Almost every patient opposes a total smoking ban inside mental health units, according to research in one NHS trust.
The findings published in this month’s Psychiatric Bulletin journal are likely to further the debate as to whether an outright ban of smoking in psychiatric units is justified.
Three psychiatric patients detained in Rampton top security hospital in Nottinghamshire yesterday lost a high court test case for the right to continue smoking. Judges ruled the ban was justified for “health and security” reasons.
It is estimated that 70% of patients in psychiatric hospital smoke, and 50% are heavy smokers. This compares with 25% and 9%, respectively, of non-patients.
In a survey of 135 inpatients on 13 mental health wards at Mersey Care NHS Trust, just three per cent supported a complete smoking ban inside and on hospital premises.
One in ten (14%) thought there should be a complete ban inside only. Seven in ten (71%) supported having designated smoking areas.
Smoking was banned last year in all enclosed public and work.

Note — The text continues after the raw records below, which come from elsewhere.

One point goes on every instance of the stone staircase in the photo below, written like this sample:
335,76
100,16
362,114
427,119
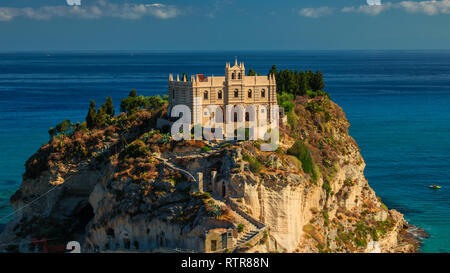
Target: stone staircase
252,226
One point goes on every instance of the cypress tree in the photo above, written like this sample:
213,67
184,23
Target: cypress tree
109,107
90,118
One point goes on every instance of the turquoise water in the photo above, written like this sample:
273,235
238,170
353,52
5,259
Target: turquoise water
397,103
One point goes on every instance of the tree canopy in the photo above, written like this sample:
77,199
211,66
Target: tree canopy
134,103
297,82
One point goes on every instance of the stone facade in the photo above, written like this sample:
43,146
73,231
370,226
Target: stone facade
235,88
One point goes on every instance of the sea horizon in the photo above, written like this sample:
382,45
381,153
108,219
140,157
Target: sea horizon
397,105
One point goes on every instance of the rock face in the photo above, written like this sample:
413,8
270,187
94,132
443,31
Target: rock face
128,187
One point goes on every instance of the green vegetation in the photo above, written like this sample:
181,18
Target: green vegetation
300,150
63,128
255,165
298,83
252,72
135,149
102,117
286,100
134,103
206,148
241,228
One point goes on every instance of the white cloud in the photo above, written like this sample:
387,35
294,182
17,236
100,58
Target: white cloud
316,12
375,7
99,9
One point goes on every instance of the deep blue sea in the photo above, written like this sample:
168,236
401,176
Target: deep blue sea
398,104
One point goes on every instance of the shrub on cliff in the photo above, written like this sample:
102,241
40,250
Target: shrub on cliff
134,103
63,128
300,150
136,149
255,165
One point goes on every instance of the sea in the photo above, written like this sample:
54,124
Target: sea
397,102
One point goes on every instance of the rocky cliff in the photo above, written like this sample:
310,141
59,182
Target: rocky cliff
129,187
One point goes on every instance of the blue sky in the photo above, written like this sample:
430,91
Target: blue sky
223,24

A exemption for mental health units ends on July 1. Until then, they may continue to have a designated smoking room.
While 90% of the general public believe smoking should be banned in public places, only 50% of the study’s patients agreed.

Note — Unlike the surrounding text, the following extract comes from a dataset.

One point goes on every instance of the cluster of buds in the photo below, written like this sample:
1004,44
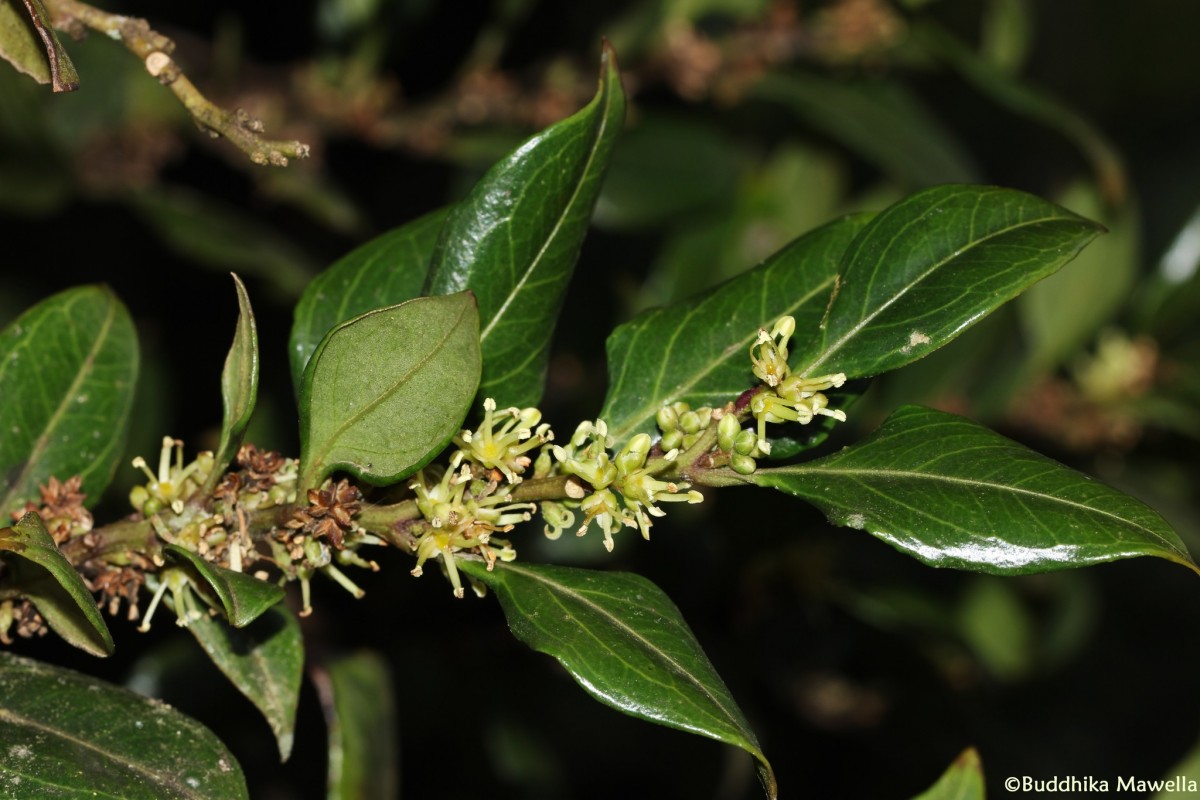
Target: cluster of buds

Two years ago Kings Fund research found almost all mental health nurses do not want smoking banned in psychiatric wards, often because they fear that it would spark aggression from patients.
Smoking policy should be “more lenient” in psychiatric units, argue the authors of the Psychiatric Bulletin study.
Drs Jennifer Smith and Charlotte O’Callaghan suggest psychiatric units should either build external unenclosed smoking shelters or an outdoor smoking area leading off from, and visible from, wards. This would mean that patients deemed too ill to go outside would still be viewable when smoking.
“The fact that this study showed a large difference between those wanting a total smoking ban inside hospital buildings (14%) and those supporting the government ban on smoking in public places (54%) may reflect views that smoking policy should be more lenient in psychiatric units,” wrote Drs Smith and O’Callaghan.
Human rights lawyers acting for Rampton patients had argued that they would be the only group of people in the country banned from smoking “in the privacy of their home”, because, unlike patients at other hospitals, many were not allowed outdoors to smoke.
Barrister Paul Bowen said others whose homes are in public spaces, such as soldiers and care home patients, will still be able to smoke under special exemptions.
But Rampton patients face a total ban that amounts to unfair and unlawful discrimination, he said.
The patients were refused permission to appeal, but can still ask the court of appeal itself to consider their case because of its important legal implications.
The judges also rejected allegations that the smoking ban, introduced at Rampton in April last year by Nottinghamshire Healthcare NHS Trust, was inflexible because no exemptions had been granted.
Evidence showed the ban was not having a de-stabilising effect on patients, said the judges.
Lord Justice Pill said: “There is very strong evidence that smoking causes disease and endangers the health of the smokers themselves and other people who live and work in their vicinity.”
The judge added the smoking ban was also justified by security difficulties posed by allowing patients – many of whom have “dangerous, violent or criminal propensities” – to smoke outside in Rampton’s grounds.
“Like other hospitals, it is smoke-free. Both health and security considerations justify the ban even though smoking in the grounds, which may be possible at other hospitals, is not feasible at Rampton,” said Lord Justice Pill in a decision made with Mr Justice Silber.
Patients can be detained at Rampton for years.